Date lodged: 8 January 2018
To ask the Scottish Government what action it is taking to tackle incidents of hare coursing in (a) the Scottish Borders and (b) East Lothian.
Answered by: Roseanna Cunningham 18 January 2018
Through the Partnership for Action Against Wildlife Crime (PAW) Scotland, the Scottish Government works closely with law enforcement bodies, land managers and conservation groups to raise awareness of hare coursing, encourage incident reporting and improve detection and prosecution.
Police Scotland’s Lothians and Scottish Borders Division has a dedicated full-time wildlife crime liaison officer and there have been several well publicised, successful, prosecutions for hare coursing in the region in recent years. The penalties handed to those convicted included fines, community payback orders and orders banning them from keeping dogs in Scotland.

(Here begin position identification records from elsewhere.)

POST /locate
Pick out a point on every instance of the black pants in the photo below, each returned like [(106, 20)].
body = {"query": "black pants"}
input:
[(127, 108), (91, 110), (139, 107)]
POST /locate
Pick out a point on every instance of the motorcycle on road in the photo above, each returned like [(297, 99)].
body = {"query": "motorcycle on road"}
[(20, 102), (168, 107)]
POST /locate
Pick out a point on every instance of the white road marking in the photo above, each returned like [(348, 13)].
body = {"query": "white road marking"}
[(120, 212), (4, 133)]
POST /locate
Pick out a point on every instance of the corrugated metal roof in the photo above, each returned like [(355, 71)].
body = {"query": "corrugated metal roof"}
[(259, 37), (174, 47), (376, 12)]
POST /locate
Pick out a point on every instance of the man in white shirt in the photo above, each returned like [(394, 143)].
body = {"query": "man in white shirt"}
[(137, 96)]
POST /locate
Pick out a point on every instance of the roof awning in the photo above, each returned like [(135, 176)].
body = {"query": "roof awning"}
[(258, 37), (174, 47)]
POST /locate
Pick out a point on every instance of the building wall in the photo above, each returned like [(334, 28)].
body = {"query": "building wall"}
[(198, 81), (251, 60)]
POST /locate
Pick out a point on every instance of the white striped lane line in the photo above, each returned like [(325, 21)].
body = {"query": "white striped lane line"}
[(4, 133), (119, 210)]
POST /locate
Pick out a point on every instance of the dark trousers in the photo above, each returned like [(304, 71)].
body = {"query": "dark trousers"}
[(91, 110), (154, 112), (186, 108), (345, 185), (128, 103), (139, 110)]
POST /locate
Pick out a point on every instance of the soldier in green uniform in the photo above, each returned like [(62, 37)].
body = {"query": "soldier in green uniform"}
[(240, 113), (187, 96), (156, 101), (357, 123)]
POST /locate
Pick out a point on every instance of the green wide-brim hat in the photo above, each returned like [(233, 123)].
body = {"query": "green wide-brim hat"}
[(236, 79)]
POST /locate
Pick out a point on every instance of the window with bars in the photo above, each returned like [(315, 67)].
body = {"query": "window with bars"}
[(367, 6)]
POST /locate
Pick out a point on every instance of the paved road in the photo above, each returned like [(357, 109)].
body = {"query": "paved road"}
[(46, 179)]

The Scottish Government’s Wildlife DNA Forensics Unit at Science and Advice for Scottish Agriculture (SASA) analyses DNA recovered from animal victims and also from dogs belonging to the perpetrators of wildlife crime. The unit’s work has played a key role in progressing several hare coursing cases towards successful prosecution, including a 2012 case in the Lothian and Borders region.
Police Scotland is undertaking analytical work in 2018 in conjunction with the UK National Wildlife Crime Unit to assist in targeting the individuals and vehicles involved in this type of crime. Several arrests have already been made in East Lothian and the Scottish Borders in January 2018, in connection with suspected hare coursing.